The preparing of these birch “vihta’s” was a part of the whole preparation of the “saunabath”. For winters families made during the early summer these “vihta’s” and dried them in sunshine to be then used during the long winter.

But let’s go back to “sauna” benches. After having enjoyed a few moments of the warm “löyly”, smooth warm steam when pouring more water on stoves stones, you climbed down and run out and jumped into the refreshing lake water or clean white snowdrift. And then again up to the sauna bench. You repeated this as many times as you enjoyed it.

When the steambath - the “löyly” ritual - was over the parents washed the small children down on the floor level which the heat and steam did not reach. When this often a noisy part of the ritual was over and children dressed in the pyjamas, parents could continue together in silence their own pleasure of the “Sauna”. “Sauna” was also the place to discuss all the important family affairs.

During the washing and cleaning ritual the small cover on the top of stove was closed so that the heat did not flee away from the stove. In a properly heated Sauna you could have even another bath the next morning if you so liked.

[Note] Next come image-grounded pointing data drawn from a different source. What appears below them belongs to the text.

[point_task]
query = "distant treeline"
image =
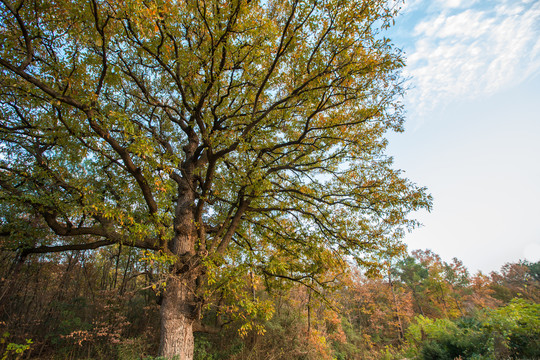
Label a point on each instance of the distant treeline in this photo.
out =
(103, 304)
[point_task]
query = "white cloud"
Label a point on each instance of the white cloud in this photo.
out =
(466, 53)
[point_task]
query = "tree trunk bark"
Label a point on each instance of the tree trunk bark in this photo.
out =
(179, 308)
(177, 321)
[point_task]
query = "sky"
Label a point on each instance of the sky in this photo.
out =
(472, 131)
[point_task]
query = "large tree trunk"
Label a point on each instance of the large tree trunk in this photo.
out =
(177, 321)
(179, 308)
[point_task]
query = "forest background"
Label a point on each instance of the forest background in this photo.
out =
(259, 256)
(103, 304)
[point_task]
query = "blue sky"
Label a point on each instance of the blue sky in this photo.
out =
(473, 127)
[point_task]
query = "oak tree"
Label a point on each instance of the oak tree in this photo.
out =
(218, 134)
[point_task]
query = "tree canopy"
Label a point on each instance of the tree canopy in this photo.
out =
(221, 134)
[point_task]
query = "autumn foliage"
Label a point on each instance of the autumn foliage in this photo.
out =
(103, 304)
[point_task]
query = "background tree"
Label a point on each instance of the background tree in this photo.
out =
(224, 136)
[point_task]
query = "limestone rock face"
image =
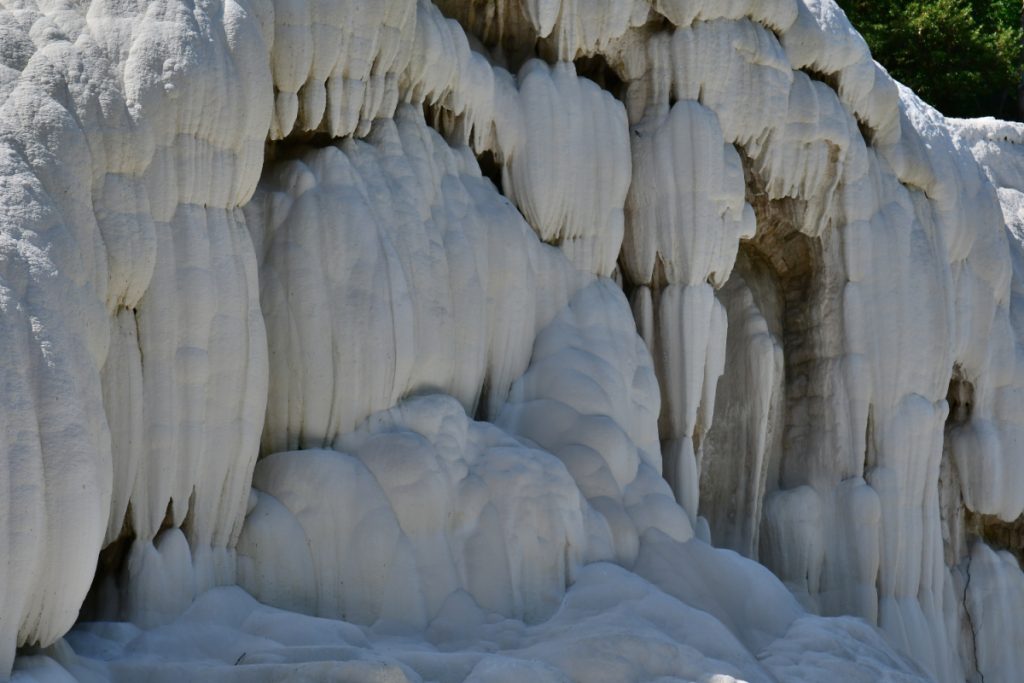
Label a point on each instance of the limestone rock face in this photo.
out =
(452, 340)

The proper way to finish your bath was to pour cold water over your soft, smooth and clean skin or have a refreshing swim in order to have the skin pores closed. After all that wonderful ritual you could hardly describe your heavenly light feeling in your body!

After the enjoyable feeling of the steam bath you could continue and even complete this wonderful feeling with a mug of cool drink and then throw down on a modest bench... draw a white clean blanket over yourself and just fall down in your dreams and... yes perhaps take a little nap! We Finns cannot afford our self anything better than this relaxing “saunabath”!

We hope you have a chance to share this wonderful feeling with us!

Kai

 

 

Kai Uotila is my family friend from Finland.
His attached letter with brilliant sauna “vinjets”
describes for us profoundly the Finnish Sauna.